Until present days several mechanisms have been proposed to explain and understand the electrical bistability of molecular films. The proposed mechanisms can be resumed as follows:

  1. the electrical external field (bias), induces a redox equilibrium between two states: the two redox states inside bandgap have different alignments with respect to the electrodes work function and the electrical response is due to different injection or extraction probability of hole/electron observed for the two states;
  2. the electrical external field, induces a charge transfer of electrons from one of the electrodes to the molecules increasing the conjugation;
  3. the organic material acts as an  insulating layer in which a conductive path can be generated by one-dimensional “filament” connecting some conductive elements by quantum tunneling: the conductive elements can be either metal ions diffused from electrodes or oxygen vacancies;
  4. the mechanism of switching is an interface effect between organic layer and top electrode (a metal) where the resistive switching ratio depends on the nature of the oxide and layer thickness. Indeed binary oxide layers can be electrically bistable.

In the first two models the resistive switching is an intrinsic effect due to the properties of the organic material, while for the mechanisms 3. and 4. the resistive switching is an estrinsic effect due either to the electro-formed filament or to the oxide at the metal electrode-organic layer interface.

In particular, in STMicroelectronics we have investigated the electrical bistability of spin cast films of halogenated fluorescein dyes. In the experiments, the fluorescein dyes organic film is spin cast on ITO or ZnO substrate and aluminum top electrode is evaporated. In particular an ON/OFF ratio as high as 350,000 has been reported for electrical current of the rose bengal (halogenated fluorescein) films, attributed to the very low OFF current, also compared to the OFF current of the fluorescein (not halogenated fluorescein) films indeed with a quite low ON/OFF ratio.

The investigated molecular structures of the investigated fluorescein dyes are shown in figure 1. We calculated the electronic properties of the single molecules within the time dependent density functional theory (TD-DFT) approach. For the modeling of the band structure of the organic crystals, we used the density functional theory (DFT).

Figure 1

Our conclusions have been that for the crystals the erythrosine B (halogenated) and fluorescein (not halogenated)  salt have similar bandwidths, so that halogenated fluorescein dyes including xanthene rings with halogen substituent atoms have resistivity comparable to that of fluorescein salt without halogen atoms. Therefore, the improved ON/OFF ratio of halogenated fluorescein dyes with halogen substituent atoms would be explained in terms of hetero-interface effects rather than in terms of the internal arrangement of the molecules in the crystal.
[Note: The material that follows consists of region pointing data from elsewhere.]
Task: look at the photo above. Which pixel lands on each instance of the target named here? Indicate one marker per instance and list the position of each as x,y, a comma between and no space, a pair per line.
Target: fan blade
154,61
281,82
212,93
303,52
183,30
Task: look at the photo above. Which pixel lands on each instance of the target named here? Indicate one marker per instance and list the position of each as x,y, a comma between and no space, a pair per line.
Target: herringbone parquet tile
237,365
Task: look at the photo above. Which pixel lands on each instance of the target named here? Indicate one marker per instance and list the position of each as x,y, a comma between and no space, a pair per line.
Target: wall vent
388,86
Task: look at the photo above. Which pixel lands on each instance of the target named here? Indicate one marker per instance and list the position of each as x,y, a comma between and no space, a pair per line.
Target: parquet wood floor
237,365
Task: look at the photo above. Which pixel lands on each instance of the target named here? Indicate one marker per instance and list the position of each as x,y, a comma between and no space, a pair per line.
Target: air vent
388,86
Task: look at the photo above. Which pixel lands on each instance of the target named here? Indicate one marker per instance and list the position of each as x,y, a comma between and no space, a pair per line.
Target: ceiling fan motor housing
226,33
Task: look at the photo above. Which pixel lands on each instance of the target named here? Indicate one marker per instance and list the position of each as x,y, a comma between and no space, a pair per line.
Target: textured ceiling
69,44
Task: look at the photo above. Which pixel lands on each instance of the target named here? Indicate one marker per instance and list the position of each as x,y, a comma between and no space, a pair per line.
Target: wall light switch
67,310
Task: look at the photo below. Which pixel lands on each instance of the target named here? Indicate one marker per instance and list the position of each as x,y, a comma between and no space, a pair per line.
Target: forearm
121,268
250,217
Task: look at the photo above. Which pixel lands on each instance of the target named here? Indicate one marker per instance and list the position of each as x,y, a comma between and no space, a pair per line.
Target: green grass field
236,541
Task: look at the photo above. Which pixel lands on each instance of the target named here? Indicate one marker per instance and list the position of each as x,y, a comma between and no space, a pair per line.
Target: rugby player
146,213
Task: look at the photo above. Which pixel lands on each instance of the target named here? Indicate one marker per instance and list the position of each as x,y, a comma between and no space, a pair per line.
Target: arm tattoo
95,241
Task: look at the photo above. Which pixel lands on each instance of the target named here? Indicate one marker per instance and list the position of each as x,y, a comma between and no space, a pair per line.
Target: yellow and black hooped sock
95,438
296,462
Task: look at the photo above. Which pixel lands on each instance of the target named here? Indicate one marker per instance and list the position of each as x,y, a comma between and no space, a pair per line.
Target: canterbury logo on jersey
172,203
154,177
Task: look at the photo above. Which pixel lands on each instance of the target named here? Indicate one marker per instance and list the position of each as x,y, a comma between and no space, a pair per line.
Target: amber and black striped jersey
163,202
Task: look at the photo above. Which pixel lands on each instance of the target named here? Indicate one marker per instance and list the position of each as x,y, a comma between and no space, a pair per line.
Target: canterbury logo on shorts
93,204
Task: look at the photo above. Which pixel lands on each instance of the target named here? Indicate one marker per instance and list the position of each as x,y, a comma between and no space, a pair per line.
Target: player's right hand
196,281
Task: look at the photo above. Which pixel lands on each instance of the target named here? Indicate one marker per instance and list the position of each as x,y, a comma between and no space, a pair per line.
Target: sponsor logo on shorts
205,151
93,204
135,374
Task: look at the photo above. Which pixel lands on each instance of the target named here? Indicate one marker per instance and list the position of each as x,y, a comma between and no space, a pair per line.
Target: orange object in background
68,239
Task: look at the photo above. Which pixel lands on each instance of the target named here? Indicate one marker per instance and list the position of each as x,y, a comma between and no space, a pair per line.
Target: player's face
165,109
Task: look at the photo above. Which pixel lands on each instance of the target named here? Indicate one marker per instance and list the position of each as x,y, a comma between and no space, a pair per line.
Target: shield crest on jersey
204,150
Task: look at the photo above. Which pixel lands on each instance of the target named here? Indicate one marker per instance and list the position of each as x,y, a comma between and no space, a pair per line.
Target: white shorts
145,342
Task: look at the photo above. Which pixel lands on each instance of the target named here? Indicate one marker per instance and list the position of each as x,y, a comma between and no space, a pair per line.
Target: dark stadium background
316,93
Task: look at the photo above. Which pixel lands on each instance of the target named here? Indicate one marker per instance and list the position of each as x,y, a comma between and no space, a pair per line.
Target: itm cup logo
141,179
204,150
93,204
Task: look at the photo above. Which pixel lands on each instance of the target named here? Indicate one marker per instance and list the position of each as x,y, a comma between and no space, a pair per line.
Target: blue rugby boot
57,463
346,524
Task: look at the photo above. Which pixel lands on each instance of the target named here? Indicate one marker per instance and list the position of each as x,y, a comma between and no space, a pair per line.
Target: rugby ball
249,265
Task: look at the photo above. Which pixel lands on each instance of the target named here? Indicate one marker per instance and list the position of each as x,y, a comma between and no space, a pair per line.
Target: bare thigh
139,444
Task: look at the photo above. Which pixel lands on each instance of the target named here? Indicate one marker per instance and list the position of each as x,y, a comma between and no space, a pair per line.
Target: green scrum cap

Therefore we applied the time dependent density functional theory (TD-DFT) approach in order to understand the chemical processes that could be implicated in the formation of a metal oxide layer at the top electrode. Indeed, it has been observed that binary oxide layers can be electrically bistable (mechanism 4.).

The rose bengal showed high quantum yield of the triplet state and, as a result, rose bengal has very strong oxidation properties. Indeed, triplet state could react either by electron-transfer producing free radicals that interacted with oxygen to form active oxygen species or via energy transfer process that generates singlet oxygen. On the other hand, the high electronic affinity of rose bengal confirmed the elevated tendency to reduce itself. Those are oxidation mechanisms able to support the formation of electrically bistable thin oxide layer at the organic layer/electrode interface. The ON/OFF ratio dependeds on the nature of the oxide and layer thickness. Lactone form of fluorescein was characterized by low triplet yield that made films based on this molecule disadvantaged in the formation of oxide layers.

It was found that rose bengal is the molecule more prone to promote the formation of an aluminum oxide layer at the electrode giving rise to electrical bistability via the mechanism 4.

The full paper where we investigated the electrical bistability of fluorescein dye films is:

“New insights into oxidation properties and band structure of fluorescein dyes from ab initio calculations” – F. Buonocore, A. di Matteo,  Theoretical Chemistry Accounts 131, 1130 (2012).